Court Opinion

ID: 9660409
Source: CourtListenerOpinion
Date Created: 2023-08-23 22:12:46.65484+00
Date Added: 2024-06-11T18:14:19.257174
License: Public Domain

MONTGOMERY, Judge
(dissenting).
I cannot agree to that part of the majority opinion holding that the evidence in this case is insufficient to justify an inference of intent to kill and to sustain the conviction of voluntary manslaughter. The holding in the majority opinion violates the fundamental principle of criminal law that one who does a willful act which causes another great bodily harm from which death follows is presumed to intend the natural and probable consequences of such act and must stand legally responsible for it.
To constitute what the law deems to be a crime, there must be a combination of an overt wrongful act and a wrongful intent. The guilty intent is not necessarily that of intending the very act or thing done and prohibited by common or statute law, but it must at least be the intention to do something wrong.

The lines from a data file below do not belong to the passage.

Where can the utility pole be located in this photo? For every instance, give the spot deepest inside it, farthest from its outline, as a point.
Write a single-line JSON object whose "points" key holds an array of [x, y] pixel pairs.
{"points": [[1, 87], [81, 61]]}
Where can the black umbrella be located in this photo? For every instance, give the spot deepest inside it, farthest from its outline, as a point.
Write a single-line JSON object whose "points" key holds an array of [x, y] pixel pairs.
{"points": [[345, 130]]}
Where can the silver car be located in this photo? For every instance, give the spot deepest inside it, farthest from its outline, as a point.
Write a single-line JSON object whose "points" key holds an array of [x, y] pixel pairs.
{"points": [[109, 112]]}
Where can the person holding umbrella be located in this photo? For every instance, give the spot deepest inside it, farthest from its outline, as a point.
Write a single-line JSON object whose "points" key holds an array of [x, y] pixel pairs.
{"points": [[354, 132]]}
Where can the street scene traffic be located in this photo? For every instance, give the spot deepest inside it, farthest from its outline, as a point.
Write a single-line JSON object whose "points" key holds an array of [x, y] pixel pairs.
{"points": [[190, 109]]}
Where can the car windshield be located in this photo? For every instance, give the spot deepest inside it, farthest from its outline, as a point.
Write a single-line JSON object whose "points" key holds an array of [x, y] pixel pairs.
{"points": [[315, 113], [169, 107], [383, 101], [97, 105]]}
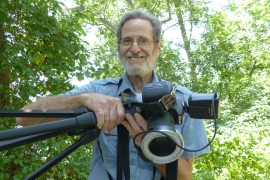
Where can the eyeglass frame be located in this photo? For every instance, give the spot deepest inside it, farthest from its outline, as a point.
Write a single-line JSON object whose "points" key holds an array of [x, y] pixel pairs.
{"points": [[138, 42]]}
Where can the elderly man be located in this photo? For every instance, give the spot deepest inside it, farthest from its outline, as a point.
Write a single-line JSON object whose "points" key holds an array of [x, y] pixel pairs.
{"points": [[139, 45]]}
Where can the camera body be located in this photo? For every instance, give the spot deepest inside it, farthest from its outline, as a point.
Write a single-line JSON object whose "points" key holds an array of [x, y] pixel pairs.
{"points": [[162, 143]]}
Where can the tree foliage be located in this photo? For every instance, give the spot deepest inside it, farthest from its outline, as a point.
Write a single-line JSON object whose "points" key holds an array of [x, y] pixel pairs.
{"points": [[43, 47]]}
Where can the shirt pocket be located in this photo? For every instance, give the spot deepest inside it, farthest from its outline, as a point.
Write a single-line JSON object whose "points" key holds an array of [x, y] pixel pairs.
{"points": [[108, 143]]}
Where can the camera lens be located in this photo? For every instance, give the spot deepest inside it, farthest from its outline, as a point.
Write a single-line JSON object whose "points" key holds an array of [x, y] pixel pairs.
{"points": [[162, 146], [161, 141]]}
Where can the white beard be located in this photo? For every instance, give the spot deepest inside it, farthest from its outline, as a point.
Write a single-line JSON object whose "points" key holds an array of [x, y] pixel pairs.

It is a fundamental rule of criminal law that every sane person, capable of committing crime, is presumed to contemplate and intend the necessary, natural, and probable consequences of his own voluntary acts, even if the harm is done to one other than the one intended. The presumption that the accused intends the natural and probable consequences of his own act is not one of law to be applied by the court but of fact to be weighed by the jury. The intent must be proved and this may be done either by direct or indirect evidence tending to establish the fact, or it may be inferred from the circumstances of the case and the conduct of the accused at the time of and subsequent to the commission of the act. Where an intent exists to do wrong and an illegal act is committed, the doer of the act may be criminally liable though the result is other than he anticipated or intended. Roberson’s New Kentucky Criminal Law and Procedure, 2nd Edition, Sections 17 and 18, and cases cited therein.
Thus, the striking of Graden Jett by appellant with his fist, once while standing and then two or three times while down, is an overt act which indicates an intention to do bodily harm. The circumstances of the drunken free-for-all fight are indicative of ill will. Certainly under this evidence the question of fact should have been submitted to the jury to determine whether or not there was a sufficient inference to justify the intent to kill, as well as the question of whether or not death under such circumstances was the natural and probable consequence of the act.
For these reasons, I feel that the evidence was sufficient to submit the case to the jury for its determination of whether the appellant was guilty of voluntary manslaughter.